Eric Lavigne is a senior epidemiologist at Health Canada. He says the government recently launched two projects to help scientists better understand how urban forests work and how they affect people’s overall health.
The first of these projects started last year and measures specific tree and shrub pollens in Toronto. The second project starts in July and will use satellites to gather information on the types of trees in urban forests across the country.
Data from these projects will be shared with physicians, ecologists and urban planners, who will then use the information to study everything from how pollen affects women during pregnancy to what types of plants can be used to better mitigate air pollution in cities, Lavigne said.
Climate change and pollen
Pollen from trees and shrubs isn’t the only contributor to allergies and asthma. Grasses and certain weeds also produce significant amounts of pollen that fuel respiratory illnesses.
Dawn Jurgens and Daniel Coates with Aerobiology, a company that monitors pollen levels across Canada, say cities from Victoria to Montreal have seen significant pollen increases over the past fifteen years.
“Major metropolitan areas seem to be seeing elevated pollen or more total annual pollen,” Coates said.
But this isn’t happening everywhere, Jurgens said. Some smaller, more rural communities have seen less significant increases in pollen. Jurgens can’t explain the difference between large and small communities but says local weather — how much it rains and how warm it is — plays a significant role in pollen production.
This same phenomenon is being observed in the United States, where research has shown big spikes in certain types of pollen and extended allergy seasons stretching from Winnipeg to Texas.

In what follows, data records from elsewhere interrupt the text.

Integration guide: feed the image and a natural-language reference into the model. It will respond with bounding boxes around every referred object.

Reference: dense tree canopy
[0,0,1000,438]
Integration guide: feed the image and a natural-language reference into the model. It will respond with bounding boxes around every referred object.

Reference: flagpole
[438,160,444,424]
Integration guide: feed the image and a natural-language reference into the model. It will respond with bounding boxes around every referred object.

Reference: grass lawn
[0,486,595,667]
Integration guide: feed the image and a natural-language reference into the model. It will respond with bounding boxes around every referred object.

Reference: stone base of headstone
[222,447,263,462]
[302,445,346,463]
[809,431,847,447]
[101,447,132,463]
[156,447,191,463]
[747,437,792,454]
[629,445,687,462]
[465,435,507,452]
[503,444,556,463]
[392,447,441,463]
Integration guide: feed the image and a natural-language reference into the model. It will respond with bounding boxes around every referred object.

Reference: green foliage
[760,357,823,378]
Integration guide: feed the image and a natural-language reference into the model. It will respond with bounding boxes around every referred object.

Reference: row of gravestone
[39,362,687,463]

For example, a report from the Asthma and Allergy Foundation of America (AAFA) showed ragweed pollen season has increased by as much as 25 days a year in certain parts of North America. The AAFA has also published reports showing that as carbon dioxide levels rise so does the amount of ragweed pollen in the air.

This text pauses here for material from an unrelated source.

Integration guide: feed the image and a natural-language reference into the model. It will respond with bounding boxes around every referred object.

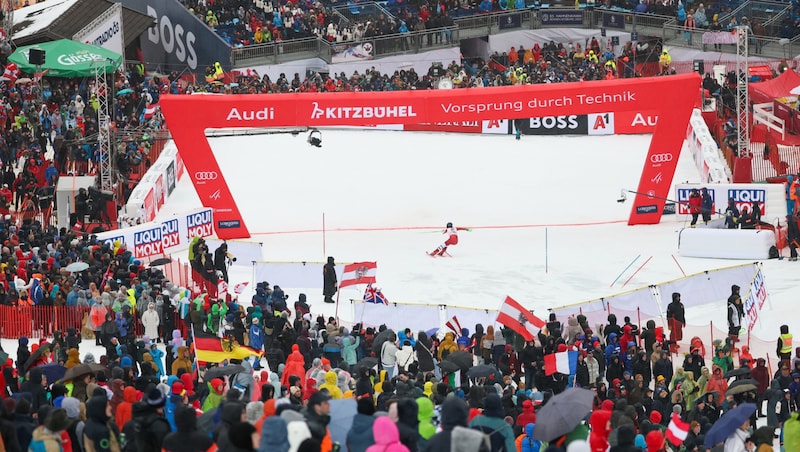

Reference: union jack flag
[364,284,389,305]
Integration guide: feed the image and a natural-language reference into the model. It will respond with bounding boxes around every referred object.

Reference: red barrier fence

Angel Waldron, a spokesperson for the AAFA, says the effects of climate change on asthma and allergy sufferers can no longer be denied. She points to massive pollen plumes in some U.S. cities as examples of how a warming planet has contributed to rising allergy levels.
“I remember growing up, you didn’t have 40 million people suffering from allergies every year,” she said. “Warmer temperatures allow trees, grass and weeds to pollinate for months. They pollinate stronger and they pollinate longer.”

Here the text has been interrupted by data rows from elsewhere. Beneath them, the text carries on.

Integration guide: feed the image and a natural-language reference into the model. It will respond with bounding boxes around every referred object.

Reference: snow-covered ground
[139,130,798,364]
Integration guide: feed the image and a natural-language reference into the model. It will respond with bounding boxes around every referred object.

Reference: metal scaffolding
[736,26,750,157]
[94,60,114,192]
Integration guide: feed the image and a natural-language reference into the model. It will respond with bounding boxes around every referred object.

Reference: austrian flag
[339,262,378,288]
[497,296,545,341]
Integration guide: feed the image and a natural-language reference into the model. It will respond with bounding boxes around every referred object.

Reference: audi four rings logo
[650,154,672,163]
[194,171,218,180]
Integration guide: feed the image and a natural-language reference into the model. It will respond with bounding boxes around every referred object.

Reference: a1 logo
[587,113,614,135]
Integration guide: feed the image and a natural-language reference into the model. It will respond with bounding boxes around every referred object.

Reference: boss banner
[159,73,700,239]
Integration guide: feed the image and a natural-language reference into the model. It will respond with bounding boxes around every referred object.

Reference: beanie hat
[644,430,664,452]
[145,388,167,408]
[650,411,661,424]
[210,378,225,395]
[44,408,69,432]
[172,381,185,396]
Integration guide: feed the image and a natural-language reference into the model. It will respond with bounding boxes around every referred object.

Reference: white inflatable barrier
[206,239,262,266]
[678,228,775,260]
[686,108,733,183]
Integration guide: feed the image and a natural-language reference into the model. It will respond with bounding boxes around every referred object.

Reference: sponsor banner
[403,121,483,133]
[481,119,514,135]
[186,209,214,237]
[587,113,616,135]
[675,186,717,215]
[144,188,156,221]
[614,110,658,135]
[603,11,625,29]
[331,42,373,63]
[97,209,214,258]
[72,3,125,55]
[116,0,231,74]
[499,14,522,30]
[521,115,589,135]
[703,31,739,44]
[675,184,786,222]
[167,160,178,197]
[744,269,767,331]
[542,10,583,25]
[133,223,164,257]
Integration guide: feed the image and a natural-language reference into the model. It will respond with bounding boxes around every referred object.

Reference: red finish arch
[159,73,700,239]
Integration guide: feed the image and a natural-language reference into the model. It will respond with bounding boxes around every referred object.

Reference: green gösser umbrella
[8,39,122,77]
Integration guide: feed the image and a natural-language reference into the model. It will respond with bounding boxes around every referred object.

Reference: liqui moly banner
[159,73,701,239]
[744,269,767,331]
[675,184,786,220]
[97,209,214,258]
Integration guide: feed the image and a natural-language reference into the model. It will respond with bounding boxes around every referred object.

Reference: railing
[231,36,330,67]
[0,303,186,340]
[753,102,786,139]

While botanical sexism hasn’t been the organization’s top priority, Waldron believes urban planners can be better at finding ways to do their jobs while still protecting the communities they serve.
“Focusing on male trees is definitely an issue — and not a good one,” she said.
It’s a sentiment Ogren agrees with. When he started his quest to make urban forests more allergy-friendly, he said few people were interested. In fact, he said some people thought he was “anti-tree” or out to kill local green spaces.
But now, nearly 35 years later, he says he’s feeling far more optimistic. His local hospital, which he admits he had previously trashed in the media for its less-than-favourable tree selections, recently hired him as a consultant to make the grounds “certified allergy-friendly.”
“I want some consideration for all those people out there that have allergies or asthma,” he said. “I don’t see how that should be such an outrageous concept.”